Neurological side effects during ACC treatment (not only mitotane) reduce compliance with treatment. Patients with normal/low mitotane plasma levels (<10–14 mg/L) can experience several neurological side effects [20], probably due to enzymatic variability and differing metabolites [16,17]. Mitotane-induced adverse effects in the central nervous system are common (although reported in only 1/10 to 1/100 patients in the ESE/ENSAT guidelines [5], they are more prevalent in clinical practice) and are characterized by loss of concentration and confusion, speech disturbance, ataxia, neuromuscular manifestations, somnolence, diminished thinking speed, depression, decreased memory, muscle tremors, polyneuropathy, vertigo and dizziness. Neurological side effects are common in clinical practice; however, evidence for them in the literature is limited. Some studies have reported the onset of dizziness, fatigue, confusion, movement and coordination disorders, memory loss, concentration difficulties and difficulty talking after short-term use of low-dose [86] or high-dose regimens [87]. In rare cases, symptoms can evolve to severe metabolic encephalopathy [88]. After the onset of mitotane-induced neurological side-effects, close monitoring of plasma levels and dose reduction are suggested. If mitotane is used during EDP or other antineoplastic treatments, the neurotoxicity is increased. Chemotherapy-induced peripheral neuropathy is reported in 50% of patients during cisplatin treatment, and recent preclinical studies have shown that the intake of cisplatin via organic cation/carnitine-mediated transporters into dorsal root ganglia neurons might trigger fasciculations, prolonged muscular contractions, paresthesia and dysesthesia [89].

4.5. Pain

Pain is a highly prevalent disturbing and disabling symptom in most patients with cancer. More than half of patients complain of pain following diagnosis, and its prevalence grows to up to 80% in the advanced-phase and end-of-life periods [90,91]. Cancer pain is one of the main determinants of QoL, daily activity limitations and performance status.
According to expert consensus, the prevalence of pain in neoplastic patients is high, and its intensity is mostly moderate to severe. In most patients with ACC, pain is not the first or the dominant symptom; nonetheless, it can be relevant in advanced disease. ACC pain may originate from the enlarging adrenal tumor in the retroperitoneal space directly, peritoneal carcinomatosis or bone/organ metastasis.
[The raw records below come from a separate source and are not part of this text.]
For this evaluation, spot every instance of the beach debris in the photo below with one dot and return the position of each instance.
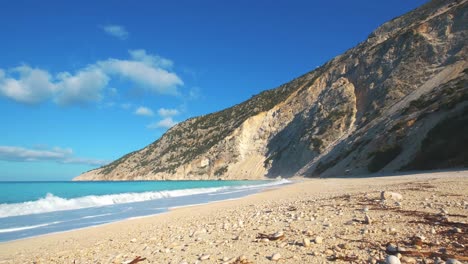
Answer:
(408, 260)
(276, 236)
(275, 257)
(136, 260)
(347, 258)
(204, 257)
(367, 219)
(306, 242)
(391, 259)
(418, 240)
(386, 195)
(318, 240)
(452, 261)
(240, 260)
(391, 248)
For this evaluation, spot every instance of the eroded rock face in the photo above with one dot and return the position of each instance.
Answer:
(368, 110)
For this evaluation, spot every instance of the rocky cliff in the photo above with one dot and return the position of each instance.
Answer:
(397, 101)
ACC patients may be affected more often than others by painful osteoporotic bone fractures (e.g., hypercortisolism with glucocorticoid-induced osteoporosis or a skeletal disease that may be secondary to mitotane treatment [92]) and neuropathies secondary to mitotane treatment and chemotherapy.
Cancer pain treatment is based on the skillful use of non-steroidal anti-inflammatory drugs, opioids and adjuvants as neuropathic pain analgesics [51,93,94]. Wide steroid prescriptions for pain that could be reasonable for bone and visceral cancer pain should be carefully considered in ACC due to the risks of interfering with endocrine and hormonal therapy assets. Adrenal insufficiency in patients on long-term opioids must be considered [95]. Despite effective pain management with standard pharmacological therapy in over 80% of cancer patients, the prevalence of uncontrolled oncological pain is still high, reflecting current undertreatment and erroneous drug administration [96].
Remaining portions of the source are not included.